旧日高郡三尾村(現美浜町三尾)出身のカナダ移民で、伝説の日系人野球チーム「バンクーバー朝日」のメンバーとして活躍しながら、日中戦争(支那事変)で日本の兵士として戦死した野田為雄さんが、靖国神社に祭られ、同神社の図書館に資料が残されていることが分かった。野田さんと朝日軍で一緒にプレーした新宮出身の嶋正一さんの親類(東京在住)から、日高新報社に連絡があった。
 野田さんは三尾生まれで、小学校を卒業してからカナダへ渡り、バンクーバー朝日に入団。嶋さんらとともに活躍したが、日米開戦に伴いチームは消滅し、戦後58年目の2003年、カナダ政府が朝日軍の同国野球殿堂入りを決定した。
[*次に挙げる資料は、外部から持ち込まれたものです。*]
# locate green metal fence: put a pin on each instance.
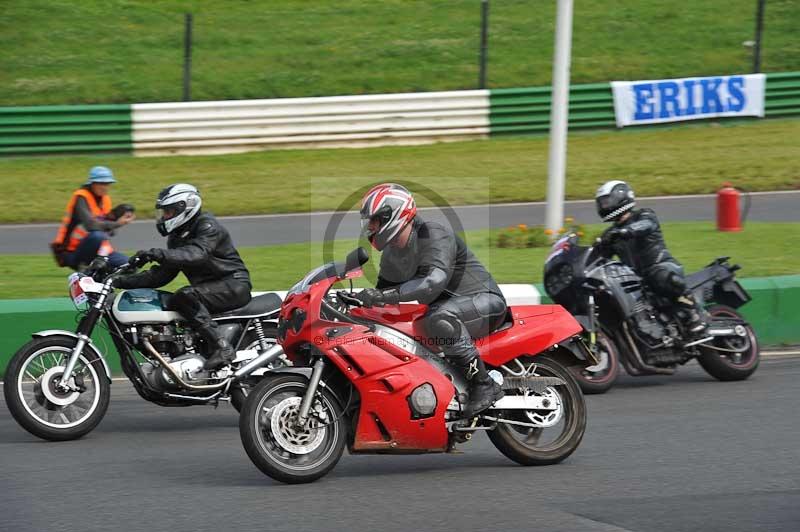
(523, 111)
(65, 129)
(527, 111)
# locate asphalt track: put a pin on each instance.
(316, 227)
(665, 454)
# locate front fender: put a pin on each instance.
(89, 344)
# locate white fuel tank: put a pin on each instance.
(142, 305)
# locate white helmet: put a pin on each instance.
(176, 205)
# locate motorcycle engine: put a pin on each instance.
(648, 325)
(178, 350)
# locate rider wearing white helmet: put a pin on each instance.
(636, 238)
(200, 247)
(427, 262)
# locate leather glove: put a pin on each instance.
(614, 234)
(151, 255)
(372, 297)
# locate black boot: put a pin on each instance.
(483, 390)
(223, 353)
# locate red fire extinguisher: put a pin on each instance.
(728, 214)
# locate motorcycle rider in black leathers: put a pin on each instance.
(200, 247)
(429, 263)
(637, 240)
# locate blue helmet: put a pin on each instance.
(100, 174)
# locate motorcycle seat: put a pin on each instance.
(259, 306)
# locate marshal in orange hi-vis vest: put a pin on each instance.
(70, 233)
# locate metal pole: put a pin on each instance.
(187, 58)
(484, 43)
(759, 29)
(559, 112)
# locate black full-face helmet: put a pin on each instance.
(613, 199)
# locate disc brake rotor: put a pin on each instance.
(547, 418)
(51, 392)
(294, 439)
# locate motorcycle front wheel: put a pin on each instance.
(600, 377)
(542, 437)
(277, 445)
(39, 406)
(730, 358)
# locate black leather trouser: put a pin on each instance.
(452, 323)
(198, 302)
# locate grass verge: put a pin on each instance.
(688, 159)
(762, 249)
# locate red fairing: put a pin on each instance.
(385, 374)
(536, 328)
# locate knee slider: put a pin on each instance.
(443, 325)
(677, 283)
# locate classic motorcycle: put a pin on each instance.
(370, 379)
(626, 323)
(57, 386)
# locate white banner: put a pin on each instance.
(673, 100)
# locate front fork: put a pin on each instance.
(308, 398)
(84, 333)
(592, 325)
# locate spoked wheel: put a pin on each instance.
(39, 405)
(277, 445)
(600, 377)
(547, 436)
(731, 358)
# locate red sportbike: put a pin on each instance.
(371, 380)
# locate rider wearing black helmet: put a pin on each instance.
(429, 263)
(637, 240)
(200, 247)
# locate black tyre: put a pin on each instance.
(560, 430)
(276, 445)
(736, 358)
(39, 406)
(600, 377)
(250, 341)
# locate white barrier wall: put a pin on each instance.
(339, 121)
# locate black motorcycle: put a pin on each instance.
(57, 386)
(627, 324)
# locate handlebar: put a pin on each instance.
(348, 299)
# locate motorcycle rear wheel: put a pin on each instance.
(276, 445)
(522, 444)
(38, 406)
(729, 367)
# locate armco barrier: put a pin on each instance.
(337, 121)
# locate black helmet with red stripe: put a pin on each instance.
(385, 211)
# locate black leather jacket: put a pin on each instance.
(202, 249)
(645, 247)
(435, 264)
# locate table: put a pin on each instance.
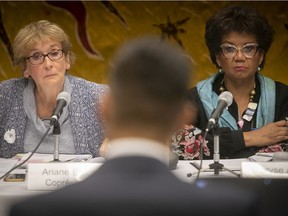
(11, 192)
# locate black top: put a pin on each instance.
(232, 141)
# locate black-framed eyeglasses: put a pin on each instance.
(38, 58)
(230, 50)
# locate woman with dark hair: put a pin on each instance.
(238, 39)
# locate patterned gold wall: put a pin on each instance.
(97, 28)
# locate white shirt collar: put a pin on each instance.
(136, 146)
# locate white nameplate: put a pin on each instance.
(265, 169)
(54, 175)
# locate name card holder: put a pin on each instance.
(54, 175)
(265, 169)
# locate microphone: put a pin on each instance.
(225, 99)
(63, 99)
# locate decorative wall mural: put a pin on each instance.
(98, 28)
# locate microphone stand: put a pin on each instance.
(217, 166)
(56, 132)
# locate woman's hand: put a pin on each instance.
(269, 134)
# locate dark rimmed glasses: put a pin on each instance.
(38, 58)
(230, 50)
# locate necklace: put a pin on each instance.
(251, 95)
(251, 105)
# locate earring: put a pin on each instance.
(220, 70)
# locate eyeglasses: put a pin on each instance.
(248, 50)
(38, 58)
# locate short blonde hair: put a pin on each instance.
(35, 32)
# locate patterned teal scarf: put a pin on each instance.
(266, 106)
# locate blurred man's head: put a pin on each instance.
(148, 81)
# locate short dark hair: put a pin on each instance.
(149, 79)
(238, 19)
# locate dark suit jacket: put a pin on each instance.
(139, 186)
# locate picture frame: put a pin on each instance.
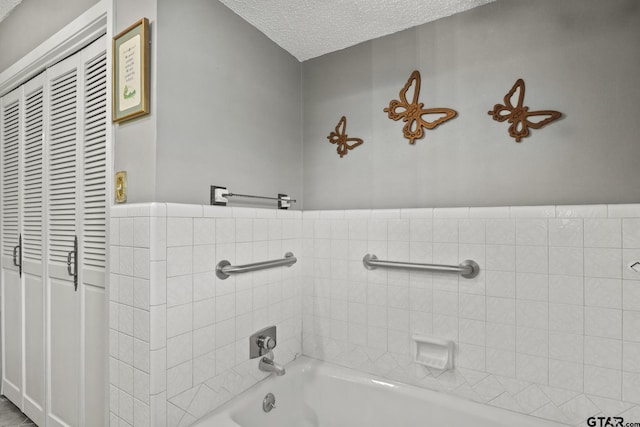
(130, 79)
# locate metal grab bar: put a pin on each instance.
(467, 269)
(224, 268)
 2年後にはBC州のスポーツ殿堂入りも決まったが、記念メダルは元選手が他界、遺族とも連絡がつかないなどの事情から、未渡しとなっているケースが多かった。野田さんのメダルも長く未渡しの状態が続いていたが、嶋さんのおいで東京に住む嶋洋文さんの調査の結果、野田さんの親類がトロントにいることが分かり、昨年4月、代理人経由で野田さんのメダルが親類に届けられた。
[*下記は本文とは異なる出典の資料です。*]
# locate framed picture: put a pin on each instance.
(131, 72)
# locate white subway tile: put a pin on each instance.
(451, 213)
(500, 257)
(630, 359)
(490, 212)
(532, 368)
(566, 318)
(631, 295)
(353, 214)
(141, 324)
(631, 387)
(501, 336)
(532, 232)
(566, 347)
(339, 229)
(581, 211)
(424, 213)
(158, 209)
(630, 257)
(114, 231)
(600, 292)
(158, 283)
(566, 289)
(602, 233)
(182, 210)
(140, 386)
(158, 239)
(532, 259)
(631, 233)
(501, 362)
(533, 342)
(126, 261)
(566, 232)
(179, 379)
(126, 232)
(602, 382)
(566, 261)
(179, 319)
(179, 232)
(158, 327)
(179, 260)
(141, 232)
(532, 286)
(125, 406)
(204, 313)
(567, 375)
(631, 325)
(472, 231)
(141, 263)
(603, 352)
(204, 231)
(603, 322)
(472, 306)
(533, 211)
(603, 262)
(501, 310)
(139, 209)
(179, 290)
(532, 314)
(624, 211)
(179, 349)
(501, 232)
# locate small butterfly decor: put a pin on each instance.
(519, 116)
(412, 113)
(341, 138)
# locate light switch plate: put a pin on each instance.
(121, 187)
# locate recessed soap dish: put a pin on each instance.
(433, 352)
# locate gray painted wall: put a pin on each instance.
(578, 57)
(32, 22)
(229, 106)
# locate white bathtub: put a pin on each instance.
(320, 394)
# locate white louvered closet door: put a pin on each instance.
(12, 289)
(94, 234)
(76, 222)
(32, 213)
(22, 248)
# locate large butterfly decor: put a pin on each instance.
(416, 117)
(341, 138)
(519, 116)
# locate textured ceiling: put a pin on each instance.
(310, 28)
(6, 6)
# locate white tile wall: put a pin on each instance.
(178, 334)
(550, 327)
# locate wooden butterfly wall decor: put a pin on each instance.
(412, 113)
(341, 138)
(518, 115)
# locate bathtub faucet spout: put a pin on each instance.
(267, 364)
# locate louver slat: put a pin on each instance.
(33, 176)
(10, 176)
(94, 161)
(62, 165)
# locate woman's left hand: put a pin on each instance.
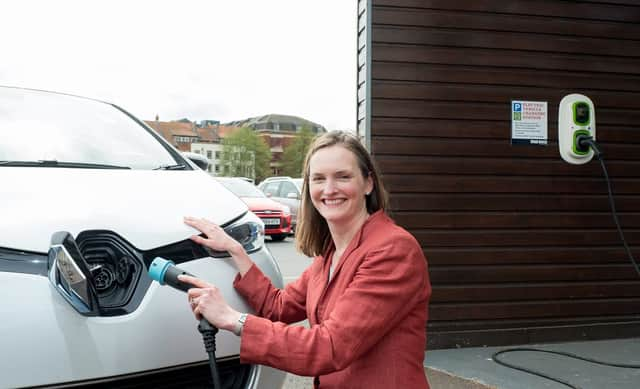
(207, 301)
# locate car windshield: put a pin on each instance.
(56, 130)
(241, 188)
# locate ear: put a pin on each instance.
(368, 185)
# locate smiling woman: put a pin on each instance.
(366, 294)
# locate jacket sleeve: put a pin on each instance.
(388, 284)
(286, 305)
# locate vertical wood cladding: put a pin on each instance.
(522, 246)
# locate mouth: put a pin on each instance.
(333, 202)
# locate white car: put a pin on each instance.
(90, 196)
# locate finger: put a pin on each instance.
(198, 239)
(196, 282)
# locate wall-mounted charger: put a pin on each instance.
(576, 119)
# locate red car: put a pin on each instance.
(276, 216)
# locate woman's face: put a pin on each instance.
(336, 185)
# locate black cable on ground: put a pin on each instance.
(209, 338)
(584, 142)
(495, 358)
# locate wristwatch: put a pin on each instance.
(240, 324)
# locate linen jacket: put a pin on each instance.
(367, 324)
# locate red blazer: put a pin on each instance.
(367, 325)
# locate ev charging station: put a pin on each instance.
(576, 122)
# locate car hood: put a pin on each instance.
(262, 203)
(146, 208)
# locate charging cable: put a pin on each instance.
(583, 144)
(209, 338)
(563, 353)
(166, 273)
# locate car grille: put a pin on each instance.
(268, 213)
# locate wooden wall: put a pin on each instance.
(522, 246)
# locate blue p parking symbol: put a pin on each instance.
(517, 111)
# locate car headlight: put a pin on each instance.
(248, 231)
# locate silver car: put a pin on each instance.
(90, 196)
(285, 190)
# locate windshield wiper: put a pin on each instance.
(54, 163)
(171, 167)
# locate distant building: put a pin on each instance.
(278, 131)
(201, 138)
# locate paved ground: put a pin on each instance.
(474, 368)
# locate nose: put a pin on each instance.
(329, 186)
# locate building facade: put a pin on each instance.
(522, 246)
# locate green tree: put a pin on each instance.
(294, 153)
(245, 154)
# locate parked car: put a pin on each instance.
(276, 216)
(90, 196)
(285, 190)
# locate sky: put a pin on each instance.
(218, 60)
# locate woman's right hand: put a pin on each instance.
(217, 239)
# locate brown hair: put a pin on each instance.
(312, 233)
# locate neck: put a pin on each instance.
(342, 233)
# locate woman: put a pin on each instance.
(365, 294)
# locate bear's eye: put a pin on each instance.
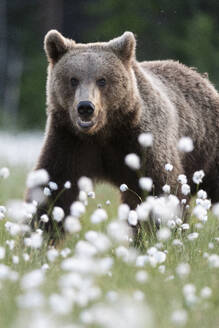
(101, 82)
(74, 82)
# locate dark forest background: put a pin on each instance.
(186, 30)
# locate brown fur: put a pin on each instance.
(165, 98)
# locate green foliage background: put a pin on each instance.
(182, 30)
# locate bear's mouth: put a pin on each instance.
(85, 124)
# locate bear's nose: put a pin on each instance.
(85, 108)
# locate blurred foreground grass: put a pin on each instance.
(162, 291)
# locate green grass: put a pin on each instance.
(163, 295)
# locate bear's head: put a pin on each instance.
(94, 83)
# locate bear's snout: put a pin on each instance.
(85, 109)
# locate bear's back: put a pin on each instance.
(190, 92)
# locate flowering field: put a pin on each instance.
(94, 276)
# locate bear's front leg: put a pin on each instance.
(59, 158)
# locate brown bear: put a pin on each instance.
(100, 99)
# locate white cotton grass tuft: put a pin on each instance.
(185, 144)
(85, 184)
(182, 179)
(166, 188)
(163, 234)
(168, 167)
(67, 185)
(215, 210)
(146, 183)
(53, 185)
(58, 214)
(37, 178)
(185, 189)
(133, 161)
(123, 187)
(145, 139)
(77, 209)
(4, 172)
(198, 177)
(72, 224)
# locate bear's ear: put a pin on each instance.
(55, 45)
(124, 46)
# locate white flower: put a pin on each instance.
(165, 208)
(58, 214)
(183, 269)
(99, 215)
(132, 161)
(77, 209)
(145, 139)
(177, 242)
(198, 176)
(185, 144)
(133, 218)
(123, 187)
(179, 221)
(67, 185)
(171, 224)
(215, 209)
(82, 196)
(26, 257)
(185, 189)
(118, 231)
(185, 226)
(44, 218)
(4, 172)
(168, 167)
(179, 317)
(123, 211)
(91, 194)
(166, 189)
(202, 194)
(53, 185)
(146, 183)
(182, 179)
(15, 259)
(72, 224)
(65, 252)
(37, 178)
(47, 191)
(163, 234)
(85, 184)
(143, 211)
(2, 253)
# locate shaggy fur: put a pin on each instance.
(165, 98)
 野田さんは日中開戦前に日本へ帰国し、出征して中国大陸で戦死したことは分かっていたが、今回、嶋さんに友人の松宮哲さんからメールが届き、野田さんが靖国に祭られ、軍人としての資料も保管されていることが伝えられた。松宮さんは今月7日、靖国神社を参拝し、隣接する図書館の靖国偕行文庫で野田さんの資料を見つけ、野田さんが神社に祭られていることも確認できたという。
 見つかった資料は、恩賜財団軍人援護会が編纂した「支那事変 忠勇列傳」。それによると、野田さんは1915年(大正4)4月に生まれ、旧制田辺中学校2年のときに家族とともにカナダへ移住。36年に帰国し、陸軍に入隊した。翌年、中国との戦争が始まると、勇猛で知られた通称「鯉登(こいと)部隊」(歩兵第77連隊)に編入され、歩兵砲中隊の射手として大陸の戦場を渡り歩き、38年4月16日、機関銃の弾を腹に受け、22歳で戦死した。
 資料には「氏が奮闘してたてた武功は皇軍戦史に輝き、不滅の英霊は護国の神と仰がれるであろう」などと記され、野田さんは戦死後、歩兵伍長となり、功六級金鵄勲章が贈られたとある。